A terra solta constantemente um cheiro intenso a ódio que se entranha nas almas que andam por este mundo, para não mais as largar. Em Houla, onde o caos reina a seu belo prazer, as necessidades mais básicas, quanto vitais, não existem por aqui. Deslocamo-nos na periferia da cidade, onde uma janela com vidros ou uma parede de pé são excepção. Subitamente somos engolidos por um rio humano em clamor. É o funeral dos mártires de um bombardeamento a um bairro do centro da cidade, diz Mohamed. Passam seis caixões por cima do carro, levitando sobre as cabeças da multidão enfurecida. Como surgiu, num ápice, assim desaparece.

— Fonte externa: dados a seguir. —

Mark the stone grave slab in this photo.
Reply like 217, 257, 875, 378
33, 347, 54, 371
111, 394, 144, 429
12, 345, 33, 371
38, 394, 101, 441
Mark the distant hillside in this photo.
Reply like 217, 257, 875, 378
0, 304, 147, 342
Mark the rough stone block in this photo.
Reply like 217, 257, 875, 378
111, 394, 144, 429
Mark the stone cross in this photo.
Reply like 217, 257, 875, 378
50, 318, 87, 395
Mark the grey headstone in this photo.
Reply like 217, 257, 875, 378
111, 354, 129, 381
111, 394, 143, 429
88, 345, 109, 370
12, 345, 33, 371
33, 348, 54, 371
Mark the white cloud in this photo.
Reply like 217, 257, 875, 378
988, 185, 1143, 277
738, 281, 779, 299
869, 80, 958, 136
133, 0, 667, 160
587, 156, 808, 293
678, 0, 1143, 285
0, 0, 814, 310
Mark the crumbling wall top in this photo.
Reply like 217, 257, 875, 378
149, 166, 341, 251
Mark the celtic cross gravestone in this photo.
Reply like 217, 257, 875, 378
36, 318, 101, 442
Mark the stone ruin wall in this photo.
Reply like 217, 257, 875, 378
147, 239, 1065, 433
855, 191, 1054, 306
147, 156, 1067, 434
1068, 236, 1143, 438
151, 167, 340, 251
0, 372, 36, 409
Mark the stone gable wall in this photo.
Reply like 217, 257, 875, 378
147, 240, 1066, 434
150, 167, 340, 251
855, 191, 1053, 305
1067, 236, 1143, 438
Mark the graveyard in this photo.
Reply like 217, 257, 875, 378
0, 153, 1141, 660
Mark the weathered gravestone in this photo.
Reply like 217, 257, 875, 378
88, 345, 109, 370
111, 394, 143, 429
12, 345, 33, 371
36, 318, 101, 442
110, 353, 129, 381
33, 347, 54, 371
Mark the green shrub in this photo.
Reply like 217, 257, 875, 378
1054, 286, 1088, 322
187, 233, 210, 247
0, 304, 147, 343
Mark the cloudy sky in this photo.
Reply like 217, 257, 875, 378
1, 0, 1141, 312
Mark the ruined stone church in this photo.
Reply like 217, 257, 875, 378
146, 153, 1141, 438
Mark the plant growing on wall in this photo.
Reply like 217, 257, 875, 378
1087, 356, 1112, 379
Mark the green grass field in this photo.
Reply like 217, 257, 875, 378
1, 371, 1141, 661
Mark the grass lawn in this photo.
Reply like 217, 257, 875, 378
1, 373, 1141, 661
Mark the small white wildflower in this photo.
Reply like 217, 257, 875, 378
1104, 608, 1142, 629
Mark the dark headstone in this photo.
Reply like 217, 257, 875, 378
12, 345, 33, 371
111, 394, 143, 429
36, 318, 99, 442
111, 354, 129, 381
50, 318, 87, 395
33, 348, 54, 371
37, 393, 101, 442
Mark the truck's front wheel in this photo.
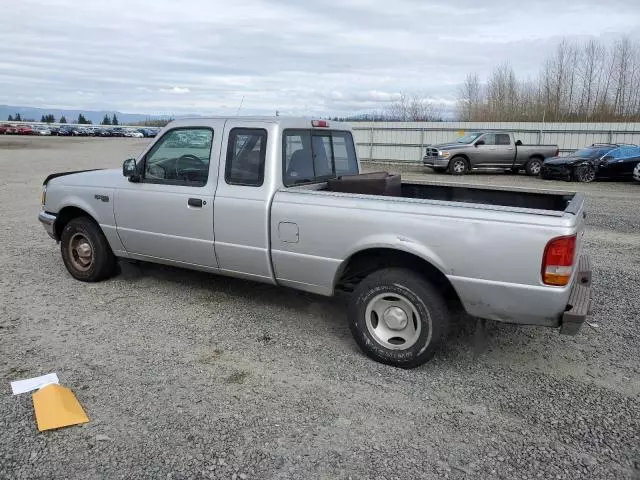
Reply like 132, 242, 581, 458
60, 216, 116, 282
448, 157, 468, 175
348, 268, 449, 368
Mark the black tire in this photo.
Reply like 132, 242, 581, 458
60, 216, 116, 282
448, 156, 469, 175
348, 268, 449, 368
525, 157, 543, 176
573, 164, 596, 183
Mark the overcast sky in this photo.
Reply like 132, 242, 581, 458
1, 0, 639, 116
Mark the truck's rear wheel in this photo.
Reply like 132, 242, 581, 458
348, 268, 449, 368
448, 157, 468, 175
525, 157, 543, 176
60, 216, 116, 282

Mohamed faz-me sinal para parar… e sairmos rapidamente do carro. Ele ouviu antecipadamente, com certeza por hábito adquirido em muitos e longos meses de guerra, o roncar sibilante de uma patrulha de caças MIG 29. Abrigamo-nos numas ruínas onde  Mohamed entra sem hesitação. A chaleira, apesar da correria, mantém-se firme, sem perda de uma gota do negócio. Alguns segundos depois o ruído ensurdecedor dos aviões e uma explosão avassaladora fazem-me pensar que o tecto do firmamento vai desabar. Uma onda de fumo negro ergue-se da amálgama de ferros retorcidos esculpidos pela precisão de um míssil. Dou graças a Mohamed pela sua perspicácia e ouvido apurado.
É muito arriscado para um jornalista estrangeiro andar por estas bandas. No automóvel, agora transformado num monte de destroços enegrecidos pelo fogo, pereceu material de reportagem valioso. Ao pescoço tenho pendurada uma das máquinas fotográficas que, por sorte, arrastei comigo. Mohamed faz-me perceber com um gesto do polegar esquerdo para cima que é muito fixe a Olimpus estar intacta. Dá-me espaço e pousa para um disparo com a chaleira em grande plano… e o seu sorriso…, o seu sorriso inocente atirado para o campo de batalha.
Sigo o pequeno herói chefe de família por um labirinto de ruelas atafulhadas de destroços de casas, ainda há bem pouco tempo habitadas, mas às quais foi lançado o anátema de albergarem terroristas. Cruzamo-nos com mulheres que choram a destruição de todos os seus haveres. Procuram nos escombros calcinados algum objecto mais valioso…, uma recordação de família. “Indiferente” ao sofrimento dos seus compatriotas, Mohamed a todos oferece chá com um sorriso nos lábios, a troco de uma moeda… obviamente. Faz-me compreender que à noite, quando chegar a casa, ou ao que resta dela, quer ter o suficiente para alimentar a família. Vou batendo fotografias, como esta que acabo de fixar, da recolha dos cadáveres de uma mãe e dos seus dois filhos. Mohamed salta de espaço em espaço, sobre todas as desgraças que se atravessam no caminho…, e eu dou comigo a pensar que não deve ser muito diferente viver no “inferno”.
Vemos uma bola de fogo ao longe, seguida de um estampido violento, que nos quebra por segundos a audição. Uma nuvem de fumo negro desenha um cogumelo…, Mohamed fica agitado, gesticula e acelera o passo, a ponto que tenho dificuldade em segui-lo. Fico a saber que o fogo atingiu a zona da sua casa. Ele teme pela mãe e pelos irmãos.
Felizmente, hoje, todos estão bem.
Mohamed dá-me autorização para fotografar a família reunida…, uma recordação deste nosso breve encontro em zona de guerra.